Os planos eram relativamente ambiciosos. Segundo escreve a WWD, a histórica maison tencionava convidar cerca de duas centenas de pessoas para assistir ao desfile da coleção Métiers d’Art 2021, marco anual que enaltece a excelência dos ateliers através de bordados, pedraria e manipulação dos materiais mais nobres. Os planos foram traídos pelo segundo confinamento em França e aquele que foi o primeiro desfile de Virginie Viard fora de Paris (a solo, entenda-se), contou apenas com uma pessoa na assistência, a atriz Kristen Stewart.
O local não foi escolhido ao acaso. Falamos do Castelo de Chenonceau, cuja história se interliga com a de poderosas mulheres francesas, relação que lhe valeu o cognome de Château des Dames (ou Castelo das Senhoras). Mas há nos anais um nome que se destaca — o de Catarina de Médici, viúva de Henrique II, protagonista do Renascimento francês e, muito possivelmente, alvo da admiração de Coco Chanel.
“Sempre tive um estranho sentimento de simpatia e admiração pelas mulheres que viveram entre Francisco I e Luís XIII, talvez por considerá-las grandiosas, de uma simplicidade magnífica e de uma majestade repleta de deveres onerosos”, referiu a própria designer numa entrevista à Revue des Sports et du Monde em 1936, como recorda a revista Vogue.
Separadas por quatro séculos, viriam a encontrar-se num mesmo monograma. O dois cês entrelaçados fazem até hoje parte do palácio que Catarina modificou ao seu gosto, em meados do século XVI, ignorando que, no século XX, a insígnia se tornaria o símbolo máximo do luxo, no que à moda diz respeito. Mesmo sem público no salão, foi precisamente esse o posto reclamado pela Chanel de Virginie Viard. Num longo e ritmado desfile (do qual escasseiam os registos fotográficos), a maison voltou a exibir o trabalho das suas 38 oficinas especializadas.

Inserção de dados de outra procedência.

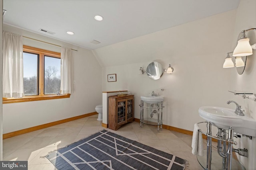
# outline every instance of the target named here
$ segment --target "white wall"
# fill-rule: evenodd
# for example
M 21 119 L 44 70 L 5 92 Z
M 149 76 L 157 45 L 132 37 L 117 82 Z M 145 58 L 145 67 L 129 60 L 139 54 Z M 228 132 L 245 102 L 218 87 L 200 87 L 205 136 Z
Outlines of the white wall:
M 236 17 L 233 36 L 232 49 L 236 45 L 236 40 L 239 33 L 243 30 L 256 28 L 256 1 L 255 0 L 241 0 L 237 10 Z M 250 38 L 250 43 L 256 43 L 256 31 L 250 31 L 246 33 Z M 252 50 L 254 54 L 247 57 L 244 72 L 242 75 L 238 75 L 235 68 L 232 68 L 230 76 L 230 88 L 232 90 L 242 90 L 256 93 L 256 50 Z M 247 113 L 256 119 L 256 102 L 248 99 L 244 99 L 237 96 L 231 96 L 230 100 L 238 102 L 242 106 Z M 239 159 L 247 170 L 255 170 L 256 167 L 256 140 L 242 137 L 235 139 L 238 142 L 235 148 L 246 148 L 249 156 L 246 158 L 240 156 Z
M 239 33 L 256 27 L 256 1 L 241 0 L 237 10 L 230 11 L 94 50 L 103 66 L 102 90 L 127 90 L 135 95 L 135 115 L 139 118 L 140 96 L 154 90 L 164 97 L 163 123 L 193 131 L 194 123 L 203 121 L 200 106 L 211 106 L 234 109 L 227 101 L 241 104 L 256 119 L 256 103 L 234 96 L 228 90 L 256 93 L 256 52 L 248 57 L 242 75 L 236 68 L 223 68 L 226 53 L 233 51 Z M 256 31 L 248 33 L 256 43 Z M 164 68 L 171 64 L 173 74 L 164 73 L 153 80 L 139 75 L 138 69 L 153 61 Z M 116 82 L 108 82 L 106 75 L 117 74 Z M 160 88 L 164 88 L 161 91 Z M 202 127 L 205 129 L 205 127 Z M 213 133 L 213 134 L 216 134 Z M 235 147 L 246 148 L 249 157 L 239 157 L 246 169 L 256 167 L 256 141 L 234 139 Z
M 3 1 L 0 0 L 0 11 L 3 10 Z M 2 17 L 0 19 L 0 31 L 2 32 L 3 28 L 3 18 Z M 0 33 L 0 39 L 2 39 L 2 33 Z M 0 42 L 0 75 L 2 74 L 2 41 Z M 2 88 L 2 76 L 0 78 L 0 89 Z M 2 91 L 0 91 L 0 104 L 1 104 L 1 108 L 0 108 L 0 160 L 3 160 L 3 126 L 2 126 Z
M 3 30 L 78 49 L 73 51 L 74 92 L 69 98 L 3 105 L 3 133 L 95 111 L 102 103 L 101 68 L 91 51 L 4 25 Z M 60 48 L 23 38 L 24 45 L 58 52 Z
M 105 65 L 102 91 L 131 92 L 135 95 L 134 117 L 139 119 L 140 96 L 154 90 L 164 97 L 163 123 L 192 131 L 195 123 L 203 121 L 198 115 L 200 106 L 226 106 L 231 96 L 227 79 L 231 70 L 222 67 L 226 52 L 232 50 L 236 12 L 94 50 L 101 64 Z M 146 69 L 155 61 L 165 68 L 171 64 L 173 73 L 164 73 L 156 80 L 146 74 L 139 75 L 140 66 Z M 117 81 L 107 82 L 107 75 L 115 73 Z

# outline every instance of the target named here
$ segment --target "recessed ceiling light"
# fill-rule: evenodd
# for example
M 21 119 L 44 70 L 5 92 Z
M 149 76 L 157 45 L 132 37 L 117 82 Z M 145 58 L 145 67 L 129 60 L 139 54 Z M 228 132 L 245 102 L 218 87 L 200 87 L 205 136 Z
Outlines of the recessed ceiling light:
M 72 31 L 67 31 L 67 33 L 69 35 L 74 35 L 74 33 Z
M 101 21 L 103 19 L 103 17 L 100 16 L 96 16 L 94 17 L 94 19 L 97 21 Z

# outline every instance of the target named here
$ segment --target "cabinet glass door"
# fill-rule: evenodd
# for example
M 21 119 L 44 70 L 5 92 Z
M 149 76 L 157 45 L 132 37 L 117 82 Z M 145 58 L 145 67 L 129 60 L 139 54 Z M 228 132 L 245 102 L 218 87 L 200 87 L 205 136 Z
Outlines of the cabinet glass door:
M 125 122 L 126 101 L 118 101 L 117 102 L 117 123 Z
M 132 99 L 127 100 L 127 119 L 133 117 Z

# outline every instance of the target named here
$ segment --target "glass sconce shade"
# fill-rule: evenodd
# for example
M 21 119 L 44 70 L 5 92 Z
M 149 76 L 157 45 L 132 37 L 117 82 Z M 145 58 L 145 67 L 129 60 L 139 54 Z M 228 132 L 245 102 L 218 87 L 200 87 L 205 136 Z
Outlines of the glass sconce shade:
M 229 56 L 229 55 L 228 55 L 228 56 Z M 231 67 L 234 67 L 234 63 L 232 61 L 232 58 L 230 57 L 227 57 L 225 59 L 225 62 L 223 64 L 223 68 L 228 68 Z
M 169 67 L 167 68 L 167 70 L 166 71 L 166 73 L 170 74 L 172 73 L 172 72 L 173 71 L 174 69 L 171 66 L 171 64 L 169 64 Z
M 252 55 L 252 49 L 251 45 L 250 45 L 249 41 L 250 39 L 248 38 L 238 40 L 237 45 L 233 53 L 233 56 L 234 57 L 242 57 Z
M 244 66 L 244 63 L 242 59 L 242 57 L 236 57 L 236 66 L 242 67 Z

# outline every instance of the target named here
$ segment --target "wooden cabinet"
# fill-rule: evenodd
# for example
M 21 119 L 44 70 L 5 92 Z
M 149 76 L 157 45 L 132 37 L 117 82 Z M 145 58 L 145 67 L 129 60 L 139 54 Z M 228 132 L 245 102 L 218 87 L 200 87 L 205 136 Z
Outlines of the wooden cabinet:
M 108 97 L 108 128 L 116 131 L 122 125 L 133 121 L 134 95 Z

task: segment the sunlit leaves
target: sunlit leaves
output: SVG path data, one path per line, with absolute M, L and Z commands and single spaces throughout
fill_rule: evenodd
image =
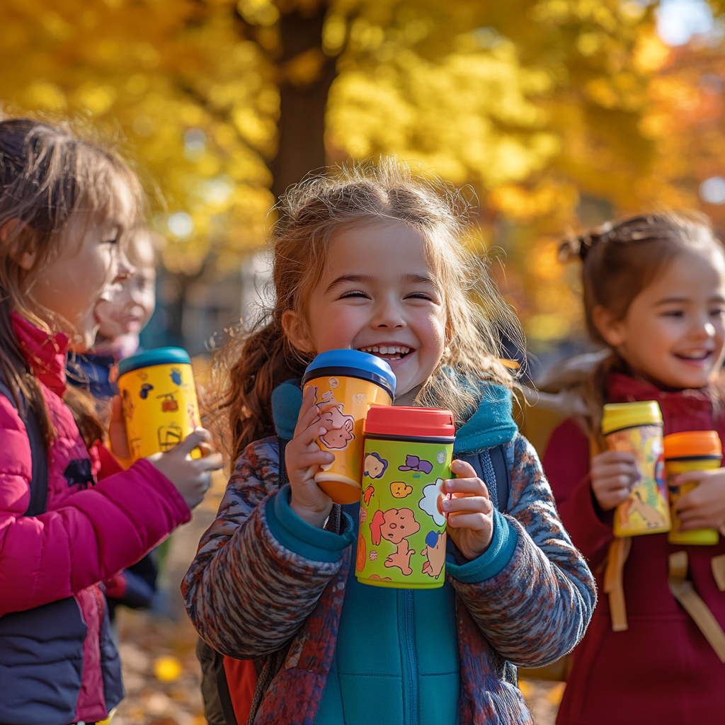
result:
M 152 191 L 172 270 L 193 273 L 210 253 L 236 265 L 262 242 L 273 202 L 265 159 L 278 95 L 233 9 L 226 0 L 0 5 L 8 110 L 88 117 L 119 139 Z

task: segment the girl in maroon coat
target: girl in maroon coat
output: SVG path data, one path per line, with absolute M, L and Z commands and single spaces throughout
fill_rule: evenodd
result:
M 666 435 L 714 429 L 725 440 L 725 397 L 716 381 L 725 357 L 725 257 L 706 218 L 671 213 L 606 224 L 564 251 L 583 262 L 587 328 L 610 354 L 579 385 L 588 413 L 554 431 L 544 468 L 562 521 L 603 589 L 613 510 L 638 474 L 631 454 L 596 452 L 605 448 L 602 406 L 656 400 Z M 725 468 L 682 478 L 701 481 L 678 504 L 682 529 L 723 527 Z M 725 593 L 711 571 L 725 542 L 676 546 L 654 534 L 631 543 L 621 580 L 627 629 L 613 631 L 608 597 L 600 597 L 575 650 L 557 723 L 724 721 L 725 664 L 671 593 L 668 558 L 687 552 L 689 579 L 725 627 Z

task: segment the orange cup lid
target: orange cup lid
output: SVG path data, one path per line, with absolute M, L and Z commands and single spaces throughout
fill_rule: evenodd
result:
M 721 456 L 720 436 L 716 431 L 685 431 L 665 436 L 663 441 L 666 458 L 690 458 L 696 456 Z

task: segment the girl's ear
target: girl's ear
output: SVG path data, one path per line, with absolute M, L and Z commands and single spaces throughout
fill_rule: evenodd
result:
M 9 256 L 26 272 L 33 269 L 38 252 L 33 249 L 32 233 L 28 227 L 18 229 L 20 219 L 9 219 L 0 226 L 0 244 L 10 244 Z M 28 251 L 30 249 L 32 251 Z
M 282 312 L 282 330 L 285 337 L 300 352 L 314 352 L 314 345 L 310 339 L 307 324 L 294 310 Z
M 608 310 L 597 304 L 592 310 L 592 321 L 608 345 L 619 347 L 624 344 L 626 336 L 623 320 L 616 319 Z

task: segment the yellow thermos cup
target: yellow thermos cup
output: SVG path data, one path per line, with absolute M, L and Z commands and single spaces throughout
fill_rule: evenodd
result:
M 671 544 L 695 544 L 700 546 L 717 544 L 720 534 L 714 529 L 698 529 L 692 531 L 679 530 L 679 518 L 675 504 L 700 484 L 697 481 L 690 481 L 682 486 L 676 486 L 674 479 L 678 474 L 688 471 L 719 468 L 723 457 L 720 436 L 715 431 L 686 431 L 665 436 L 664 445 L 667 486 L 672 507 L 672 531 L 667 534 L 667 540 Z
M 602 433 L 610 450 L 634 455 L 639 480 L 614 515 L 614 535 L 636 536 L 670 530 L 662 449 L 662 413 L 656 400 L 604 406 Z
M 199 425 L 191 360 L 181 347 L 121 360 L 118 390 L 132 461 L 173 448 Z M 192 457 L 199 456 L 195 450 Z

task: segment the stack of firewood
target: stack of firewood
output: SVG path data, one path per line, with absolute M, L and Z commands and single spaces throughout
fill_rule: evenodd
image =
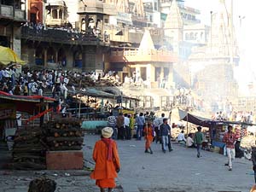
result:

À coleção, não faltou nenhum dos ingredientes palacianos: silhuetas alongadas por saias e casacos compridos, coletes, jaquetas, peças acolchoadas e mangas balão. À transposição história, feita a partir de elementos de vestuário de uma dama renascentista, Viard adicionou sensualidade e contemporaneidade através de jaquetas em tweed cortadas nas laterais (no desfile, deixaram a pele das manequins a descoberto), mas também com a utilização de ganga, e de macacões de calção também eles em tweed.
Uma mostra que foi também ao detalhes, com bordados em strass com a forma de um castelo encantado, laços, pedraria, botões com acabamentos em ouro e pérolas surpreendentemente distribuídas ao longo de um vestido de tweed. Embora sem perder de vista o pragmatismo que pauta a sua visão do estilo Chanel, houve um lado de Virginie que se permitiu brincar às princesas.